EOP

Excitement Open Platform for Recognizing Textual Entailment

View project on GitHub

Introduction

The Excitement Open Platform (EOP) is a generic architecture and a comprehensive implementation for textual inference in multiple languages. The platform includes state-of-art algorithms, a large number of knowledge resources, and facilities for experimenting and testing innovative approaches. The EOP is one of the main outcomes of the project EXCITEMENT - EXploring Customer Interactions through Textual EntailMENT. The Platform includes readily-available Recognizing Textual Entailment (RTE) technology, and a modular architecture for text preprocessing, entailment engines and several knowledge resources. The current EOP version covers three languages (i.e. English, German, Italian) and includes tools for creating new resources in other languages. The EOP has been designed to be used in several research use cases and its distribution package provides a number of utilities.


Recognizing Textual Entailment

Textual Entailment is a directional relation between text fragments. Given two text fragments, one named Text (T) and the other named Hypothesis (H), the Recognizing Textual Entailment task consists in recognizing whether the Hypothesis can be inferred from the Text. We use a graduated definition of entailment: T entails H (T ⇒ H) if, typically, a human reading T would infer that H is most likely true. The following is an example of positive entailment:

  • Text: If you help the needy, God will reward you.
  • Hypothesis: Giving money to a poor man has good consequences.

More on Recognizing Textual Entailment can be found at the ACLwiki Textual Entailment Portal.


Architecture

EOP Architecture The EOP takes T-H pairs as input and the output is an entailment judgement, represented by "Entailment" if T entails H, or "NonEntailment" if the relation does not hold. The EOP architecture is based on the concept of modularization with pluggable and replaceable components to enable extension and customization.

The Linguistic Analysis Pipeline (LAP) is a collection of annotation components for Natural Language Processing (NLP) where component integration is based on the Apache UIMA framework. It enables interoperability among components while ensuring language independence.

The Entailment Decision Algorithm (EDA) computes an entailment decision for a given T-H pair, and can use components that provide standardized algorithms or knowledge resources. Currently, the EOP ships with three EDAs each following a different approach: transformation-based, edit-distance based, and classification based.
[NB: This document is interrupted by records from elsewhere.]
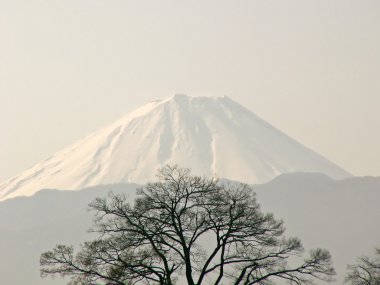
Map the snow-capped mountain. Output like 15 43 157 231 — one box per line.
0 95 350 200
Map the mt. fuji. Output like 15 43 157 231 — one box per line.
0 95 351 200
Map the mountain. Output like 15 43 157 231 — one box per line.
0 95 350 200
0 173 380 285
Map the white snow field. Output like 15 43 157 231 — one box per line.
0 95 351 200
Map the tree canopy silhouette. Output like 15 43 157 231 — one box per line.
40 166 334 285
345 248 380 285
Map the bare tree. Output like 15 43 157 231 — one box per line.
345 248 380 285
41 166 334 285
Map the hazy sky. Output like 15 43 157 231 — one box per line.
0 0 380 181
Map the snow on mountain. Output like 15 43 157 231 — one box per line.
0 95 350 200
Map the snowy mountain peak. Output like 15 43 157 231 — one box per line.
0 94 350 199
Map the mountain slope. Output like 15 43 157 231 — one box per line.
0 95 350 199
0 173 380 285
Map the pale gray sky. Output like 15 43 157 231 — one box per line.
0 0 380 181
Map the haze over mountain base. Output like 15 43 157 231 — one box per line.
0 173 380 285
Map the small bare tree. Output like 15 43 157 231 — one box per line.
41 166 334 285
345 248 380 285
Knowledge Resources are crucial to recognize cases where T and H use different textual expressions (words, phrases) while preserving entailment (e.g., home --> house, Hawaii --> America, born in --> citizen of). The EOP includes a wide range of knowledge resources, including lexical and syntactic resources, where some of them are grabbed from manual resources, like dictionaries, while others are learned automatically.


Use Cases

  • Applied Textual Entailment: users not interested in details of RTE but in NLP tasks in which textual entailment can take over part of or all of the semantic processing, such as Question Answering or Intelligent Tutoring.
  • Textual Entailment Development: researchers interested in RTE itself, for example with the goal of developing novel algorithms for detecting entailment.
  • Lexical Semantics Evaluation: researchers whose primary interest is in (lexical) semantics. They want to integrate knowledge resources into the EOP platform and measure their impact on deciding textual entailment.
  • Educational Use: EOP as an educational tool to support academic courses and projects on RTE and inference more generally.

Distribution

  • Communication channels: users/developers mailing list and issue tracking system.
  • Build Automation Tool: EOP as a Maven multi-modules project, with all modules sharing the same Maven standard structure, making it easier to find files in the project once one is used to Maven.
  • Version Control System: GitHub for code and documentation storage, development, and issue tracking.
  • Continuous Integration: Jenkins for Continuous Integration, a software development practice where developers of a team integrate their work frequently (e.g., daily).
  • Results Archive: as a new feature for community building; the EOP users share their experiments and results in a dedicated repository.
  • Licence: General Public License (GPL) Version 3.

References

B. Magnini, R. Zanoli, I. Dagan, K. Eichler, G. Neumann, T.-Gil. Noh, S. Pado, A. Stern, O. Levy
The Excitement Open Platform for Textual Inferences. In proceedings of ACL demo session, June 2014.

S. Pado, T.-G. Noh, A. Stern, R. Wang, R. Zanoli Design and Realization of a Modular Architecture for Textual Entailment. Natural Language Engineering. Cambridge University Press, 2014.